Twist is a collective of passionate people building a more sustainable and healthy world. We take pride in the ways that we’re reducing our chemical footprint, from our synthetic DNA synthesis platform, to the way we reduce the impact on the environment for our customers, as well as our recycling and education initiatives.
This Earth Day, we’re sharing some ways that we’re working to build a better future for our team, our community and our world.
Engineering Nature to Benefit Society
Our world is facing large and complex problems in sustainability, food security and health. Synthetic DNA is an important key to unlocking solutions to these pressing global issues.
For example, engineered yeast, bacteria or algae can be used to produce chemicals and make materials manufacturing less reliant on gas and oil. Synthetic DNA can also provide sustainable solutions in health and food, by engineering bacteria to deliver nitrogen to the roots of plants to reduce reliance on fertilizers; and by making insulin from engineered yeast or bacteria, instead of extracting it from the pancreases of pigs and cows. By writing synthetic DNA instead of mining natural resources, we can reconcile the creature comforts of human civilization with the natural world.
Sustainability Starts with Our Platform
The common approach to DNA synthesis uses a 96-well plate to synthesize (or “write”) one oligo (a short strand of DNA) in each well. At Twist, we use a silicon chip that contains over 1 million nanometer-scale devices and can synthesize over 1 million oligos at once. To do this, we’ve miniaturized the chemical reaction of synthesizing DNA. This enables us to use 99.8% less chemical reagents than approaches that use a 96-well plate. Our approach also does not produce excess oligos, completely removing oligo waste from the process.
Our platform provides our customers with a sustainable way to design, build, test, and commercialize future therapeutics, diagnostic tests, agricultural products, materials, biobased chemicals and data storage solutions.
Reducing Landfill Waste
To protect our scientists and products, our team members working in our labs wear single-use nitrile gloves. To reduce the extra waste this produces, we partnered with RightCycle by Kimberly-Clark Professional in January 2019 and launched a program to recycle gloves used in our labs. Since starting the program, we have recycled over 6.68 tons of gloves and are excited to share that Twist is a recipient of this year’s Kimberly-Clark Greenovation Award for diverting over 3.2 tons of gloves away from landfills in 2021.

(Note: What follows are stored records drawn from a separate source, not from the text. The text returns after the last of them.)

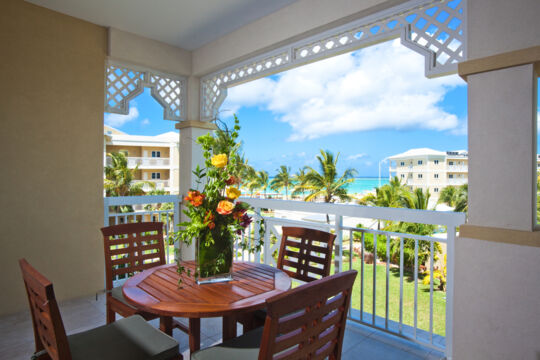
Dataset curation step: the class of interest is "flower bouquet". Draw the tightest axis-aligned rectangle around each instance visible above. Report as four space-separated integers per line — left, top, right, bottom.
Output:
174 116 264 284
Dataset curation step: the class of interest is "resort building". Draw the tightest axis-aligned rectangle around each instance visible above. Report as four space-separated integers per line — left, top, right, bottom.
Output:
0 0 540 360
388 148 468 200
104 125 180 194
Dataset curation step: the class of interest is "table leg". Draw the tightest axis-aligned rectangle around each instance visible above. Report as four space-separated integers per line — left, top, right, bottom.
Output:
223 315 236 341
189 318 201 353
159 316 173 336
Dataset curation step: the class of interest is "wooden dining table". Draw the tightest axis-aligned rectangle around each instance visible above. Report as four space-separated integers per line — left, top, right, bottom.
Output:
122 261 291 352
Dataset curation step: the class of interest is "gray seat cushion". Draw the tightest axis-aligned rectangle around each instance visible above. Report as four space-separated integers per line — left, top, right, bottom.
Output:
111 286 136 309
191 327 263 360
68 315 180 360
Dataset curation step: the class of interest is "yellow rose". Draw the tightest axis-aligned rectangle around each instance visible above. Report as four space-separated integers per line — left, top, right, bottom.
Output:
216 200 234 215
211 154 228 168
225 188 242 200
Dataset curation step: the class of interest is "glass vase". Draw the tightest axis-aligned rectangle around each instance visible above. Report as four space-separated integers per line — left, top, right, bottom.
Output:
195 227 234 284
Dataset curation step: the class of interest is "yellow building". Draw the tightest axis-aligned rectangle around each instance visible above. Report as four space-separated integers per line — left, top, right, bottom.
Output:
388 148 469 202
104 125 180 194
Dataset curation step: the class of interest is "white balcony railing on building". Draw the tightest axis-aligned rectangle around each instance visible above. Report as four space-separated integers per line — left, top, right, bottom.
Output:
105 195 465 358
107 156 170 169
446 165 469 172
132 179 170 191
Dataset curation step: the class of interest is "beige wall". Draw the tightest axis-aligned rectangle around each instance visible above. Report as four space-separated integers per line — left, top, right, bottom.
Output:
108 28 191 76
0 0 107 315
192 0 405 76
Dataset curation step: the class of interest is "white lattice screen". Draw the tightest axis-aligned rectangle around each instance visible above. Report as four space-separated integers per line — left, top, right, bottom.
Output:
201 0 466 119
105 61 186 121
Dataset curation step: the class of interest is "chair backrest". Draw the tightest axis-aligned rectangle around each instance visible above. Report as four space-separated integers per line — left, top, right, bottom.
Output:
277 226 336 282
19 259 71 360
259 270 357 360
101 222 166 290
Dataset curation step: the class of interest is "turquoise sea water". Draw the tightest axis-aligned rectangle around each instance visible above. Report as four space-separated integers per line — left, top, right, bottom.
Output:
253 177 388 194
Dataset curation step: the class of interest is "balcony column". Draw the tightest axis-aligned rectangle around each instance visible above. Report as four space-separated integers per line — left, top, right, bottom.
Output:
175 76 216 260
456 0 540 360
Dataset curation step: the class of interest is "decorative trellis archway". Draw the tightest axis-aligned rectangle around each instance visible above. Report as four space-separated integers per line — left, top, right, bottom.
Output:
105 60 186 121
200 0 466 121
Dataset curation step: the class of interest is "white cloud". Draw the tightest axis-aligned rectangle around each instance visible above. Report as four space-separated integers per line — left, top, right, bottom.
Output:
105 105 139 127
347 153 366 160
222 40 465 141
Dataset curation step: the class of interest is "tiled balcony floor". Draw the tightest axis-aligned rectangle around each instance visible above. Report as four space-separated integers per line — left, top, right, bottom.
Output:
0 295 444 360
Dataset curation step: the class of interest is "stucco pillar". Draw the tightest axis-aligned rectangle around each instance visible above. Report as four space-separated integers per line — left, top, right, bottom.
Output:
176 121 216 260
452 0 540 360
467 64 537 231
176 76 216 260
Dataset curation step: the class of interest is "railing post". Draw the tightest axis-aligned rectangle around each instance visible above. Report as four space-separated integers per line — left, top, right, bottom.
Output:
173 196 182 261
253 208 262 264
445 225 456 360
103 197 109 226
334 215 343 273
263 224 272 265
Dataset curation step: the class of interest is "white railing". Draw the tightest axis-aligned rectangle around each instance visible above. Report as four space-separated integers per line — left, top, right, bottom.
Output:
131 179 169 191
103 195 181 263
446 165 469 172
448 178 468 185
235 198 465 358
104 195 465 358
107 156 170 169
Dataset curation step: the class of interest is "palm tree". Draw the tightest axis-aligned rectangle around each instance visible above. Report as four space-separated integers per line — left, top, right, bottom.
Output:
358 176 410 230
292 166 306 196
358 176 409 208
104 152 155 196
438 184 469 212
304 150 356 223
270 165 292 199
253 170 269 198
403 188 431 210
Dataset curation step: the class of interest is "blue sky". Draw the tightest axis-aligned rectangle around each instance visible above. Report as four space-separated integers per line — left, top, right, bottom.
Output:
105 40 540 176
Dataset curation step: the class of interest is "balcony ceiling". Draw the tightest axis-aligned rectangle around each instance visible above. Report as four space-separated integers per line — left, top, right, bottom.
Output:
26 0 297 50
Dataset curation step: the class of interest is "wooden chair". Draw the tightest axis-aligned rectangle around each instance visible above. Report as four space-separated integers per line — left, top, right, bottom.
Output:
19 259 182 360
277 226 336 282
191 270 357 360
238 226 336 332
101 222 190 334
101 222 166 324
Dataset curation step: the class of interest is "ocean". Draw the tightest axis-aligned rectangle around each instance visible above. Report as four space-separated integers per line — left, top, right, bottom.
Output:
253 177 389 194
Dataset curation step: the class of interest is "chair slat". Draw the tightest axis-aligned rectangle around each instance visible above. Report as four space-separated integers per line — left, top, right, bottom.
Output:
259 270 357 360
277 226 336 282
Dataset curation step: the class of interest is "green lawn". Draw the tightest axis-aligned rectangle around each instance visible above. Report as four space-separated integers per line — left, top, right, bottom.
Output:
338 251 446 336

Now, we’re expanding our recycling initiative to include single-use plastics. We’ve started programs to recycle used personal protective equipment and plastic pipette tip boxes, and are also looking into ways that we can expand our program even further to include used scientific plastics, such as plates, tips and tubes.
Raising Awareness
Turning the lights off for just one hour can save considerable energy. Between April 21 and 22 our sites in the US and Asia will turn off all nonessential lights for one hour to reduce our energy usage and to raise awareness among our team of the ways that small acts of conservation can make a big impact on sustainability.
Educating our Community
Twist is participating in the Bay Area Science Festival to educate our community about the ways that synthetic DNA can help conserve biodiversity in nature. Certain plants are harvested to have their molecules and dyes extracted and used to make products such as eucalyptus, which is used to make scents and pharmaceuticals. By using synthetic biology to create these dyes and molecules, plants no longer need to be harvested and destroyed.
We’ll be leading a guided walk through San Bruno Mountain State and County Park where we will identify some of the plants that are often destroyed for their molecules and dyes as well as other native and non-native plants in the area.